UMA CERTA ELIS. SÓ CANTOU, NUNCA DISSE ADEUS

http://www.youtube.com/watch?v=9qL9_Z9luUc

ADONIRAN, SE O SENHOR NÃO TÁ ALEMBRADO...

Quero, de coração, agradecer ao meu irmão José Silveira,  o Zé Brasileiro, como eu o chamo, pela homenagem feita ao poeta Adoniran Barbosa,  cujo nome de fato era João Rubinato. Pedreiro, pintor de paredes e ator - e talvez o maior compositor de música popular de São Paulo. Criou uma linguagem própria, coisa que ele não fazia - o escrever errado. Rubinato, como eu o chamava, falava muito bem.

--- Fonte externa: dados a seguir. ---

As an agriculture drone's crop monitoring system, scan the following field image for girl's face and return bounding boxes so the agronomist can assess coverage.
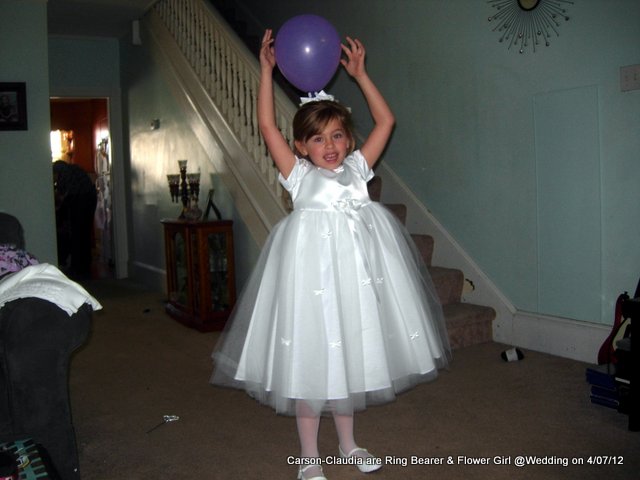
[295,118,350,170]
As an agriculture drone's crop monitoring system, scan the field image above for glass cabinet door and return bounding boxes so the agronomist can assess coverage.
[208,232,229,312]
[191,231,201,315]
[171,231,188,306]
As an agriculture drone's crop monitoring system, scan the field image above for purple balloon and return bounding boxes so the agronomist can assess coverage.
[274,15,341,94]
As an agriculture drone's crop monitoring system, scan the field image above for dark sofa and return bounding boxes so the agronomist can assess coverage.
[0,298,92,479]
[0,212,93,478]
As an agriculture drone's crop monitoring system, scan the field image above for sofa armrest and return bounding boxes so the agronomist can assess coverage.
[0,298,92,479]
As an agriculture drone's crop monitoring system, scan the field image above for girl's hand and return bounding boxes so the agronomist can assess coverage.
[340,36,367,79]
[260,29,276,71]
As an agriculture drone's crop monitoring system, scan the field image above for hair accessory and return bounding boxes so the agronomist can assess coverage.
[299,90,335,106]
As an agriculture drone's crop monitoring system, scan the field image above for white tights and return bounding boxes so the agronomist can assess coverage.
[295,400,358,459]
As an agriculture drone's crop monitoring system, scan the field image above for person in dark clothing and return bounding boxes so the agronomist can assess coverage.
[53,160,97,279]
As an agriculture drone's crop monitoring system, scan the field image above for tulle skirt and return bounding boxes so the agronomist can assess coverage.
[211,202,451,416]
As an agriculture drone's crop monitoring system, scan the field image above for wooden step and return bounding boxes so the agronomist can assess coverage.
[443,303,496,349]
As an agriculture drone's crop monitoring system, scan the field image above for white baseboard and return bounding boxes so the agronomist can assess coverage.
[130,261,166,294]
[507,311,609,364]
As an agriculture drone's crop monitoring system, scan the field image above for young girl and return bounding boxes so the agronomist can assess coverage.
[211,30,451,480]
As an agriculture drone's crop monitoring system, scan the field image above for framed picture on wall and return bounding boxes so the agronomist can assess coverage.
[0,82,28,131]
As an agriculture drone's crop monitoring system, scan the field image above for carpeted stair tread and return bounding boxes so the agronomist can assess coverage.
[411,233,434,266]
[428,266,464,305]
[367,176,382,202]
[443,302,496,349]
[385,203,407,224]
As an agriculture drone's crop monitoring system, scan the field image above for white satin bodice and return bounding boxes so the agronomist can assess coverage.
[280,151,374,211]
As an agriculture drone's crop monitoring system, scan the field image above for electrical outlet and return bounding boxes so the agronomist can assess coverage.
[620,64,640,92]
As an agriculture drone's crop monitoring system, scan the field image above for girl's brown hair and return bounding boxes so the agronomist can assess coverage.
[292,100,355,157]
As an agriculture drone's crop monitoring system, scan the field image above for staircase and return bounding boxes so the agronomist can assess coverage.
[367,177,495,349]
[148,0,496,350]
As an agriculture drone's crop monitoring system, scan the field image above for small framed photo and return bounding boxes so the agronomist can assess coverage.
[0,82,28,131]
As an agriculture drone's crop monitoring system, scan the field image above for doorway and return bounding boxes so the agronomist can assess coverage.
[50,97,115,279]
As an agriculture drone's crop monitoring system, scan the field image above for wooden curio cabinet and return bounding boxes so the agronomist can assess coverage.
[162,220,236,331]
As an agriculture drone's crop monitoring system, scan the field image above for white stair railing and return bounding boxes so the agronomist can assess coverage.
[151,0,296,215]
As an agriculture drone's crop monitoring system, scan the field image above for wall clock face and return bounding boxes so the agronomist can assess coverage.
[487,0,574,53]
[518,0,540,11]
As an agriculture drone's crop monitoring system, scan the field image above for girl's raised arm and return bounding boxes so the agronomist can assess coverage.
[341,37,395,168]
[257,29,296,179]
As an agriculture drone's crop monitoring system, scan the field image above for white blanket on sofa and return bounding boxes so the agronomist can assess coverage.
[0,263,102,315]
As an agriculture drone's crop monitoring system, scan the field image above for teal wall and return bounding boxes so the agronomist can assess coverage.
[0,1,123,266]
[48,35,128,277]
[0,0,56,263]
[3,0,636,327]
[119,26,259,288]
[49,37,121,94]
[237,0,640,324]
[47,29,259,288]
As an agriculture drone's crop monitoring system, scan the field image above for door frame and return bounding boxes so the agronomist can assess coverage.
[50,88,129,279]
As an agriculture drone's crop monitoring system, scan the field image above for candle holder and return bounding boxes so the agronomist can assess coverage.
[167,174,180,202]
[186,172,202,220]
[167,159,202,220]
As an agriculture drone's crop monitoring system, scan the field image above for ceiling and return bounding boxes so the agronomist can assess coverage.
[47,0,157,38]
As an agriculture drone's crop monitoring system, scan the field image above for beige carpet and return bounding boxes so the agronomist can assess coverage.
[69,279,639,479]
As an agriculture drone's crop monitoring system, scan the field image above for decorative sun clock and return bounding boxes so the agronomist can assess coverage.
[487,0,574,53]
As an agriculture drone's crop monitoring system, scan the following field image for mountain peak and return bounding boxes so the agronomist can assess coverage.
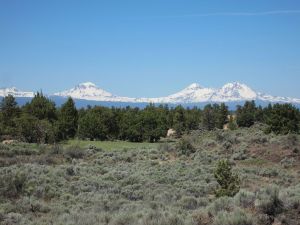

Só não comprava cigarros, embora fumasse muito. A beleza que José Silveira, o poeta José Silveira, oferece-nos neste espaço é um encontro memorável dele, Adoniran, com a maior cantora do meu país - ou do mundo-, da qual fui vizinho um tempo, Elis Regina. Rubinato, que nasce por trágica coincidência, no mesmo dia que eu, 6 de agosto, já estava debilitado, pelo excesso do álcool e do cigarro. Morreria logo depois deste vídeo memorável. Mostrou à minha querida Elis, ou a Pimentinha como era chamada, pelo seu temperamento explosivo, o bairro do Bixiga, onde moro hoje. E ela, olhando os prédios que tomaram conta da avenida Paulista, agora o maior centro financeiro de São Paulo, cantou o samba Saudosa Maloca. O resto eles falam. Silveira já colocou com mestria Elis e Adoniran. Não digo mais nada. Ela canta, ele fala.

J.S.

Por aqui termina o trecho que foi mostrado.